Nesse instante entra Abreu. Veste um fraque vistoso, gravata colorida, mala de executivo rígida cinza prata.

Abreu- (apressado) Bom dia, doutora. Bom dia... (pousa a maleta sobre a secretária, abre, tira alguns recipientes plásticos com urina) Vamos ao que interessa. Qual é a profissão, doutora?

Doutora- Professora.

Abreu- Professora. (enquanto examina os recipientes) Professora... Professora... Aqui está. O mais indicado é esse. Tudo normal, nenhum nível alterado, ph, leucócitos, aspecto... Perfeitamente saudável... Repare que a urina é quase incolor, límpida, nada de turvo, nem um amarelo mais escuro ou carregado. Aqui tem uma ficha com os dados do doador, formação, educação, QI, histórico de saúde... É o doador perfeito. Perfeito!

Doutora- E tá a quanto?

Abreu- (demora uns segundos, hesita, parece fazer cálculos mentais) Esse, assim nessas proporções, bem conservado, acabado de colher, na temperatura ideal, ficará por uns... Duzentos reais cada dois centilitros. É o melhor que posso fazer. Duzentos.
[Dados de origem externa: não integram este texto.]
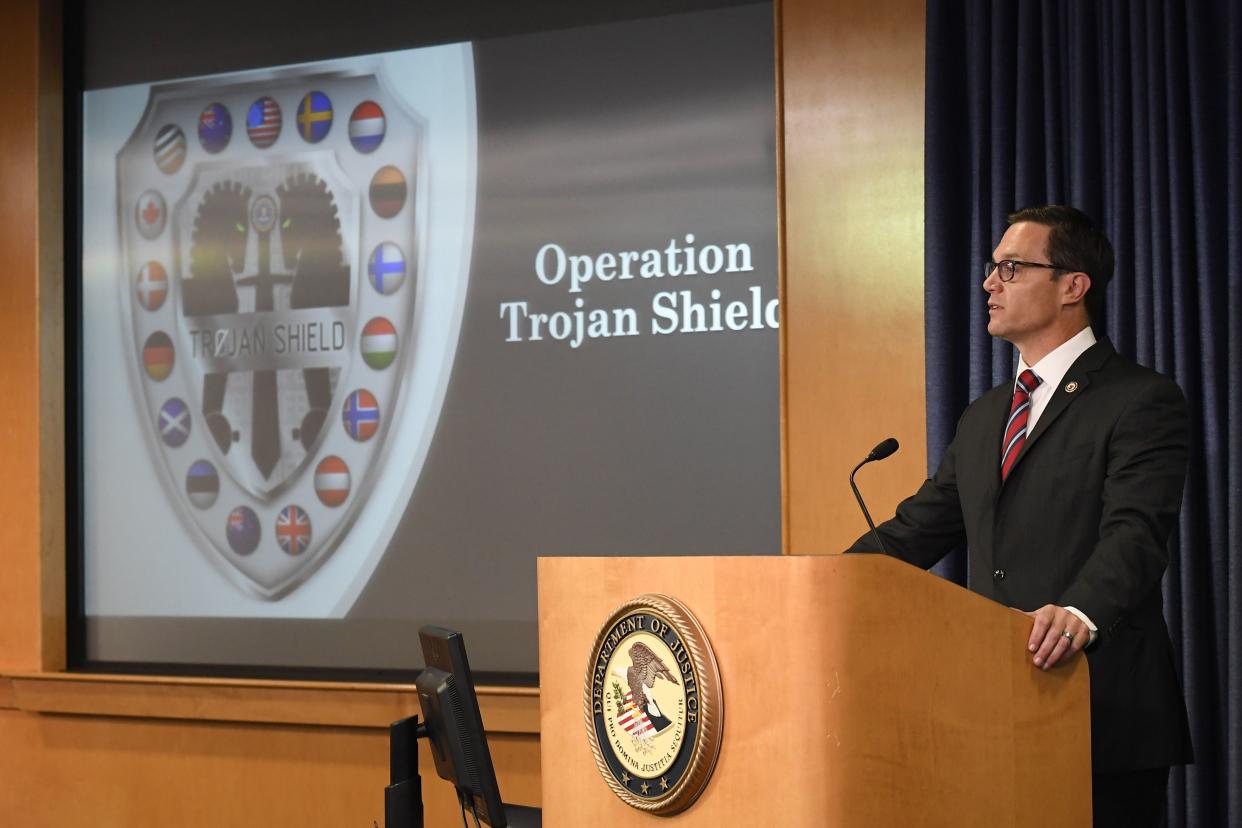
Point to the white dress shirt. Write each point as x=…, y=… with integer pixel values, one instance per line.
x=1051, y=370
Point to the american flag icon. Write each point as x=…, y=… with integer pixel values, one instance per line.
x=634, y=720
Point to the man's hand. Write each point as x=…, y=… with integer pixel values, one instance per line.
x=1056, y=636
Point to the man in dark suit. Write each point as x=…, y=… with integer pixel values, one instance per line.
x=1065, y=483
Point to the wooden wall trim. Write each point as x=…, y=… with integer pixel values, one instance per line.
x=852, y=364
x=334, y=704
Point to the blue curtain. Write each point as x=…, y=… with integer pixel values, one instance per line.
x=1133, y=112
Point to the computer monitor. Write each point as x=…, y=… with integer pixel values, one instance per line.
x=455, y=728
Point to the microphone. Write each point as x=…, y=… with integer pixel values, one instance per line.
x=883, y=450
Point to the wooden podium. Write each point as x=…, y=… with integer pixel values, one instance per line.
x=858, y=690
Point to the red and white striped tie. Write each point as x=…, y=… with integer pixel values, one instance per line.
x=1020, y=412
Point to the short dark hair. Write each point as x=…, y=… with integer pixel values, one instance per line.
x=1078, y=243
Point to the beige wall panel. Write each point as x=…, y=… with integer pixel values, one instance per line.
x=852, y=77
x=20, y=589
x=137, y=772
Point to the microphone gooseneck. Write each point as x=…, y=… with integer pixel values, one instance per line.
x=883, y=450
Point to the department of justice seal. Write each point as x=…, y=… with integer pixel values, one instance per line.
x=653, y=706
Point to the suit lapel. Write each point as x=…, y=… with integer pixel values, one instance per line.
x=1072, y=385
x=997, y=415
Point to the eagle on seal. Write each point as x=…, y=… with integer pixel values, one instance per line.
x=647, y=667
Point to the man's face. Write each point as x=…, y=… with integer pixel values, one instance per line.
x=1028, y=307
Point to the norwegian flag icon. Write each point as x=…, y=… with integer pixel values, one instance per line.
x=293, y=530
x=362, y=415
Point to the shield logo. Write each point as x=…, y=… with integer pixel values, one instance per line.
x=271, y=288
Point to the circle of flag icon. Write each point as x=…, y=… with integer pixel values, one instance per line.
x=174, y=423
x=293, y=530
x=149, y=214
x=215, y=127
x=203, y=486
x=314, y=117
x=379, y=343
x=152, y=286
x=362, y=415
x=386, y=268
x=332, y=481
x=388, y=191
x=367, y=126
x=242, y=530
x=169, y=148
x=158, y=355
x=263, y=122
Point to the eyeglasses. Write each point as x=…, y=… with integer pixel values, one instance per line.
x=1007, y=268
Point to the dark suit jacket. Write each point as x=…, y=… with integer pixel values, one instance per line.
x=1083, y=520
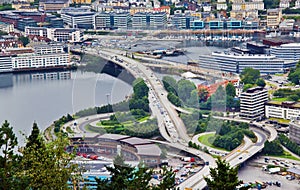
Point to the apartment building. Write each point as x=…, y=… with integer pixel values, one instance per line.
x=56, y=34
x=253, y=103
x=274, y=17
x=294, y=134
x=79, y=19
x=282, y=110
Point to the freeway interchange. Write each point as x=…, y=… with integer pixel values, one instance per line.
x=172, y=127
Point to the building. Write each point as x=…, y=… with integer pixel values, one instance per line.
x=132, y=148
x=36, y=61
x=252, y=103
x=26, y=22
x=56, y=34
x=121, y=20
x=79, y=19
x=183, y=21
x=236, y=63
x=284, y=4
x=6, y=27
x=294, y=134
x=290, y=51
x=282, y=110
x=53, y=5
x=103, y=21
x=274, y=17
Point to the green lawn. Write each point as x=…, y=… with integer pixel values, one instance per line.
x=286, y=156
x=279, y=120
x=208, y=140
x=280, y=99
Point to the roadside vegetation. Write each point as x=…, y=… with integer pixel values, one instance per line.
x=286, y=142
x=286, y=94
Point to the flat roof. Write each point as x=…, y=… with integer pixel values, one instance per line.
x=148, y=150
x=113, y=136
x=82, y=135
x=136, y=141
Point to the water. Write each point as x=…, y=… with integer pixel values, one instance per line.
x=45, y=97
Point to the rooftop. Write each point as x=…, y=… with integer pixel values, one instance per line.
x=148, y=150
x=136, y=141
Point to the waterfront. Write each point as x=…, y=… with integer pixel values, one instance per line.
x=28, y=98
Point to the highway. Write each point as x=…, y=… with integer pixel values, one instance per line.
x=172, y=127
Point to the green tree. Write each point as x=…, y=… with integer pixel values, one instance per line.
x=250, y=75
x=185, y=87
x=24, y=40
x=170, y=84
x=8, y=159
x=230, y=90
x=47, y=167
x=35, y=139
x=273, y=148
x=223, y=176
x=293, y=97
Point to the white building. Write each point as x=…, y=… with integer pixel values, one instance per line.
x=6, y=27
x=282, y=110
x=34, y=61
x=236, y=63
x=284, y=4
x=79, y=19
x=5, y=63
x=294, y=134
x=253, y=103
x=297, y=4
x=221, y=6
x=289, y=51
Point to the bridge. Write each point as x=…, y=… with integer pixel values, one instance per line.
x=170, y=124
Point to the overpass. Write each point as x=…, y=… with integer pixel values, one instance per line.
x=170, y=124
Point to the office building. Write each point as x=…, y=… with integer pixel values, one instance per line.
x=26, y=22
x=282, y=110
x=56, y=34
x=79, y=19
x=294, y=134
x=252, y=103
x=274, y=17
x=290, y=51
x=5, y=63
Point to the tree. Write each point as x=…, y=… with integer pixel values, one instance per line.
x=24, y=40
x=261, y=82
x=140, y=88
x=49, y=166
x=250, y=75
x=170, y=84
x=223, y=176
x=8, y=160
x=230, y=90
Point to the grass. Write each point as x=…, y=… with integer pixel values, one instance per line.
x=286, y=155
x=208, y=140
x=69, y=130
x=279, y=120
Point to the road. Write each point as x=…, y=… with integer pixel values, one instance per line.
x=172, y=127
Moça- Posso passar no crédito?

Abreu- Pode. Pode sim, moça. (pega a máquina de cartões) A gente está prevenida. Ando sempre com essa joiinha. Qualquer coisa... Resolve tudo.

A moça passa-lhe o cartão.

Abreu- No vencimento, certo?

Moça- Sim.

Ele insere o cartão na máquina, digita o valor.

Abreu- Por favor.

A moça digita a senha. Os homens, o da direita e o da esquerda se levantam.
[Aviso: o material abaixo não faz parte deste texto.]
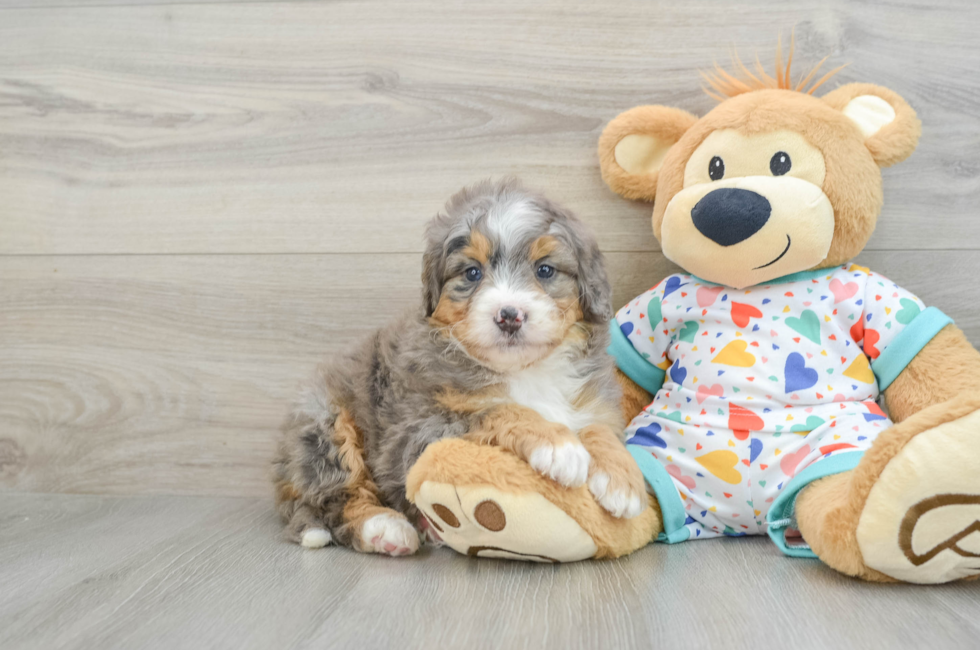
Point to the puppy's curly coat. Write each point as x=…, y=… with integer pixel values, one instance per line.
x=508, y=347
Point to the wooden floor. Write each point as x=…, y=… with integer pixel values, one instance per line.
x=192, y=572
x=200, y=199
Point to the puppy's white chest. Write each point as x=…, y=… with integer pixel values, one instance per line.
x=550, y=389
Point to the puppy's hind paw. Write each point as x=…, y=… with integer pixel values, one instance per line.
x=616, y=498
x=315, y=538
x=389, y=534
x=566, y=463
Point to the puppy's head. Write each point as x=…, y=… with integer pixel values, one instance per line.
x=509, y=276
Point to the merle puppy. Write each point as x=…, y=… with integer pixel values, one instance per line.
x=508, y=348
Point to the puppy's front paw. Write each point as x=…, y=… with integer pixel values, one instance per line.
x=617, y=496
x=566, y=463
x=389, y=535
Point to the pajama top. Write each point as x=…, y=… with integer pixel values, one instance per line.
x=760, y=391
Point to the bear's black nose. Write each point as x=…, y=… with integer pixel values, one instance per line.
x=728, y=215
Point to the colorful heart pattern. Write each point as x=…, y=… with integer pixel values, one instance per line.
x=760, y=383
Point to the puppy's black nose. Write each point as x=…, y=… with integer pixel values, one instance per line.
x=509, y=319
x=729, y=215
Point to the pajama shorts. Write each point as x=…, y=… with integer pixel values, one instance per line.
x=719, y=482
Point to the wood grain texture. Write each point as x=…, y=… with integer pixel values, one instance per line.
x=342, y=126
x=173, y=572
x=170, y=374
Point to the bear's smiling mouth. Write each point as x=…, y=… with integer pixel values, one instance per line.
x=789, y=243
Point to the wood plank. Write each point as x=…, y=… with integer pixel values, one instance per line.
x=172, y=572
x=342, y=127
x=170, y=374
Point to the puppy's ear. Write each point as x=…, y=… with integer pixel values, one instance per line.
x=889, y=125
x=594, y=292
x=633, y=147
x=433, y=263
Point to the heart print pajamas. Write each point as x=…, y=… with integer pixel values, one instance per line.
x=760, y=391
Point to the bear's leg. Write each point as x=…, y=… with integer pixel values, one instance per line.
x=486, y=502
x=910, y=510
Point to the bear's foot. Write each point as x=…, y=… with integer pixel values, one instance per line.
x=910, y=510
x=486, y=502
x=921, y=521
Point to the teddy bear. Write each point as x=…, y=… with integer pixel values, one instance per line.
x=751, y=380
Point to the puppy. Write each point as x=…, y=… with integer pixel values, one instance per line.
x=508, y=348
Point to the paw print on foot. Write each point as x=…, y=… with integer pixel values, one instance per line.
x=566, y=463
x=388, y=534
x=482, y=521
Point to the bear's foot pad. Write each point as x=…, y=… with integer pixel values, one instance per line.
x=921, y=521
x=483, y=521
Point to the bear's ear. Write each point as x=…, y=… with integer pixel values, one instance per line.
x=890, y=126
x=633, y=147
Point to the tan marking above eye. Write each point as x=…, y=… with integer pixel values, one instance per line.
x=750, y=155
x=542, y=247
x=479, y=248
x=446, y=515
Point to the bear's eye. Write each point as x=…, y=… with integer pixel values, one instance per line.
x=716, y=168
x=780, y=163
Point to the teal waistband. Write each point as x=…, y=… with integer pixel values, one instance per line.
x=671, y=506
x=782, y=514
x=909, y=342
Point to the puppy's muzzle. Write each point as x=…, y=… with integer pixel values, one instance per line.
x=729, y=215
x=510, y=319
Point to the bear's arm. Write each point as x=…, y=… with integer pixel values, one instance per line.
x=634, y=397
x=946, y=368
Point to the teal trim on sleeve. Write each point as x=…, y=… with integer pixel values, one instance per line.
x=645, y=374
x=907, y=344
x=671, y=506
x=782, y=513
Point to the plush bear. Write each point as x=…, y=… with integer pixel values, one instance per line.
x=751, y=380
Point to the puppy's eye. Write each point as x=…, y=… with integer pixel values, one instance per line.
x=716, y=169
x=780, y=163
Homem à esquerda- Parou, parou, parou! Peraí, gente... Tá tudo errado!

Homem à direita- Vixe, minha nossa senhora! Ui, ui, ui!

Homem à esquerda- Duzentos reais, dois centilitros de urina?!

Homem à direita- Um copinho de mijo?!

Homem à esquerda- Pelo amor de Deus!

Vão se aproximando um do outro no centro do palco.

Homem à direita- Tá tudo fodido, meu irmão. Tudo fodido!

Homem à esquerda- E o pior é que foi a gente... Foi a gente que criou essa coisa... Essa coisa toda é obra nossa!

Homem à direita- Vixe! E a coisa tá tão viciada que não dá nem pra mudar.

Homem à esquerda- Mudar?! (ri) Pra mudar tinha de começar tudo de novo. Trabalho que só o diabo!

Homem à direita- Mas não tem outro jeito, meu chapa. Não tem.

Homem à esquerda- É, meu irmão, o problema é sério mesmo. É um problema de junta.

Os dois em uníssono- “junta tudo e joga fora!”

Nesse instante entram diversos assistentes que começam a retirar todo o cenário. Retiram a mesa, as cadeiras, o cesto de papeis, a maleta de Abreu e, inclusive, os demais personagens. O Homem à direita e o à esquerda saem. Entram instantes depois. Param no centro da cena.

Homem à direita- Harmonia é isto.

Homem à esquerda- Não sei nem pra que você inventa!

Homem à direita- Fico sempre pensando que podia fazer melhor...

Homem à esquerda- Difícil, meu irmão. Melhor, só noutra sala.